Risiko berlarut-larutnya utang rafaksi migor

Janji pemerintah membayar utang rafaksi minyak goreng terkatung-katung lebih dari 2 tahun.

Minyak goreng. Foto Antara/Jessica Helena Wuysang

Pemerintah menggandeng Kejaksaan Agung (Kejagung) dalam menindaklanjuti tagihan rafaksi minyak goreng (migor). Kejaksaan bertugas menganalisis pembayaran dari aspek hukum.

Utang ini muncul ketika pemerintah berjanji membayar selisih harga penugasan Rp14.000/liter dengan ongkos produksi Rp17.650/liter memakai uang Badan Pengelola Dana Perkebunan Kelapa Sawit (BPDPKS) maksimal 17 hari kerja usai kelengkapan dokumen pembayaran berdasarkan hasil verifikasi. Penugasan berlaku per 19 Januari 2022 hingga akhir bulan tersebut. Namun, hingga kini tidak juga terealisasi pembayarannya.

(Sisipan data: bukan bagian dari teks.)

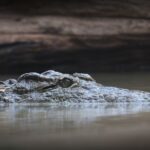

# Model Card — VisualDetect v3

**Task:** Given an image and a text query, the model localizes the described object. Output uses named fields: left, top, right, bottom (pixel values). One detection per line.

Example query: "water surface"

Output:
left=0, top=73, right=150, bottom=150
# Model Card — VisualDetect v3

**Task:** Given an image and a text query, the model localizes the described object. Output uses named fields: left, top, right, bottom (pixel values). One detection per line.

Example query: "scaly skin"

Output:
left=0, top=70, right=150, bottom=103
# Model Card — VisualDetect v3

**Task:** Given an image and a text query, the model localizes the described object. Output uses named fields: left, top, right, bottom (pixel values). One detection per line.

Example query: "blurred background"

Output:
left=0, top=0, right=150, bottom=74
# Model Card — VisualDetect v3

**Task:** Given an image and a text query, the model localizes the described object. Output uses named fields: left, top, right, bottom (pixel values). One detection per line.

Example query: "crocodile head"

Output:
left=0, top=70, right=150, bottom=103
left=0, top=70, right=104, bottom=103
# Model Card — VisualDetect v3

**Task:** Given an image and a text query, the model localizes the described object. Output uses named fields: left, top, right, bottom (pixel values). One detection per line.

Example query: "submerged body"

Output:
left=0, top=70, right=150, bottom=103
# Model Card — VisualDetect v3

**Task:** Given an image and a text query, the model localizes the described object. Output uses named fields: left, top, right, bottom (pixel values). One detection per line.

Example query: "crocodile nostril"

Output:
left=6, top=79, right=17, bottom=85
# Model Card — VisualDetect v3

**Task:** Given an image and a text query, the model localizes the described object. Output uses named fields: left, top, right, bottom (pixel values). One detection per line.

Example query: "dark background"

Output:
left=0, top=0, right=150, bottom=74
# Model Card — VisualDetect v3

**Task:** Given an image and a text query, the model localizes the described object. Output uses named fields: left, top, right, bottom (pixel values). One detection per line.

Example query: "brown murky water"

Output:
left=0, top=73, right=150, bottom=150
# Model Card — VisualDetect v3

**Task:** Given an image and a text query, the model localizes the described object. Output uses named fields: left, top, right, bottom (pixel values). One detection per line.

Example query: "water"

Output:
left=0, top=73, right=150, bottom=150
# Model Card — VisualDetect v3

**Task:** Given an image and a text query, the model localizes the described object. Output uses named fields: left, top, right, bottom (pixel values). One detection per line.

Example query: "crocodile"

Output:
left=0, top=70, right=150, bottom=103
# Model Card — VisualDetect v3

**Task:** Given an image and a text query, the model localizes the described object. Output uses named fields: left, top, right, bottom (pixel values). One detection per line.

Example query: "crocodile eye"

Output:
left=58, top=78, right=73, bottom=88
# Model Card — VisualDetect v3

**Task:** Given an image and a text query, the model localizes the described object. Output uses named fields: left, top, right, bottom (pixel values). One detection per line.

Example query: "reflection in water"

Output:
left=1, top=103, right=150, bottom=150
left=1, top=103, right=150, bottom=127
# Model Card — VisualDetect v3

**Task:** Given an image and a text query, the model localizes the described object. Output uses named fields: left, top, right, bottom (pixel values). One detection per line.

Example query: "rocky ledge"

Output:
left=0, top=0, right=150, bottom=73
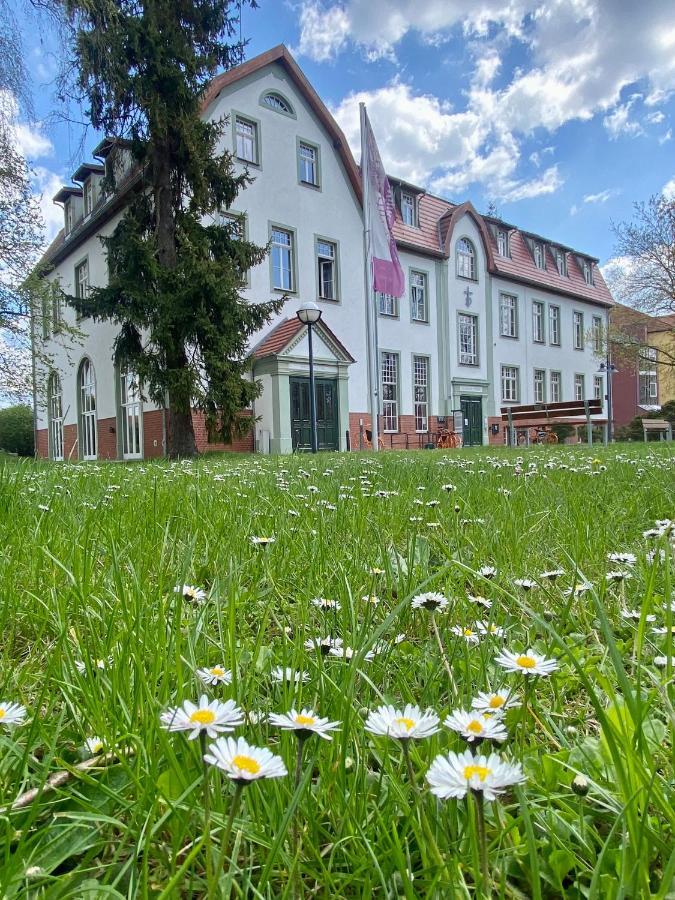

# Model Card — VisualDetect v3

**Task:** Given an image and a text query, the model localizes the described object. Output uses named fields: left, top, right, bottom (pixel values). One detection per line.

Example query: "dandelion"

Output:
left=160, top=696, right=244, bottom=740
left=514, top=578, right=537, bottom=591
left=268, top=708, right=341, bottom=741
left=411, top=591, right=449, bottom=612
left=271, top=667, right=309, bottom=684
left=444, top=709, right=508, bottom=744
left=174, top=584, right=207, bottom=603
left=451, top=625, right=480, bottom=644
left=426, top=748, right=526, bottom=801
left=0, top=701, right=27, bottom=728
left=472, top=690, right=520, bottom=715
left=251, top=536, right=275, bottom=546
left=197, top=665, right=232, bottom=686
left=311, top=597, right=341, bottom=611
left=494, top=648, right=558, bottom=676
left=364, top=704, right=440, bottom=741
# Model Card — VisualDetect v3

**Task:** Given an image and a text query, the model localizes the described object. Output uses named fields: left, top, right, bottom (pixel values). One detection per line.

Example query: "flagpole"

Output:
left=360, top=102, right=380, bottom=452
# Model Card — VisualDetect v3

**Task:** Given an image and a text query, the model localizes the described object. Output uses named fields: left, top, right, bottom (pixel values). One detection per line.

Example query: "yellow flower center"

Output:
left=395, top=717, right=416, bottom=731
left=464, top=628, right=474, bottom=636
left=190, top=709, right=216, bottom=725
left=294, top=715, right=315, bottom=726
left=516, top=655, right=537, bottom=669
left=232, top=754, right=261, bottom=774
left=488, top=695, right=505, bottom=709
left=467, top=720, right=484, bottom=734
left=464, top=764, right=492, bottom=781
left=210, top=667, right=225, bottom=677
left=0, top=709, right=5, bottom=719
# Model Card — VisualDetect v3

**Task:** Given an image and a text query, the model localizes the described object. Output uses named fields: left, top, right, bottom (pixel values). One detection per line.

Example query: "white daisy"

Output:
left=311, top=597, right=341, bottom=611
left=451, top=625, right=480, bottom=644
left=84, top=736, right=104, bottom=755
left=251, top=536, right=275, bottom=546
left=197, top=665, right=232, bottom=686
left=75, top=657, right=112, bottom=675
left=467, top=595, right=492, bottom=609
left=411, top=592, right=449, bottom=612
left=606, top=570, right=632, bottom=583
left=426, top=749, right=526, bottom=801
left=368, top=567, right=386, bottom=576
left=607, top=552, right=636, bottom=565
left=620, top=608, right=656, bottom=622
left=304, top=636, right=343, bottom=655
left=471, top=690, right=520, bottom=715
left=364, top=704, right=440, bottom=741
left=271, top=667, right=310, bottom=684
left=268, top=708, right=341, bottom=740
left=160, top=696, right=244, bottom=740
left=328, top=645, right=375, bottom=661
left=652, top=625, right=675, bottom=635
left=204, top=736, right=287, bottom=783
left=476, top=621, right=506, bottom=638
left=361, top=594, right=380, bottom=606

Jaksa Agung Muda Bidang Perdata dan Tata Usaha Negara (Jamdatun) Kejagung, Feri Wibisono, menyampaikan, pihaknya sudah membuat naradamping (liaison officer/LO) untuk memastikan kebijakan yang diambil tak memiliki resiko hukum di kemudian hari. Dalam perkembangannya, tidak semua klaim pengusaha terakomodasi lantaran terbentur permasalahan dokumen, seperti tak lengkapnya berkas pendukung.

"Kami mengacu pada perhitungan yang dilakukan oleh Sucofindo selaku surveyor," katanya beberapa waktu lalu.

Dalam analisis Sucofindo, sebanyak 54 pelaku usaha, baik ritel modern maupun usaha tradisional, mengajukan klaim pembayaran rafaksi. Hasilnya, hanya Rp474 miliar yang terverifikasi.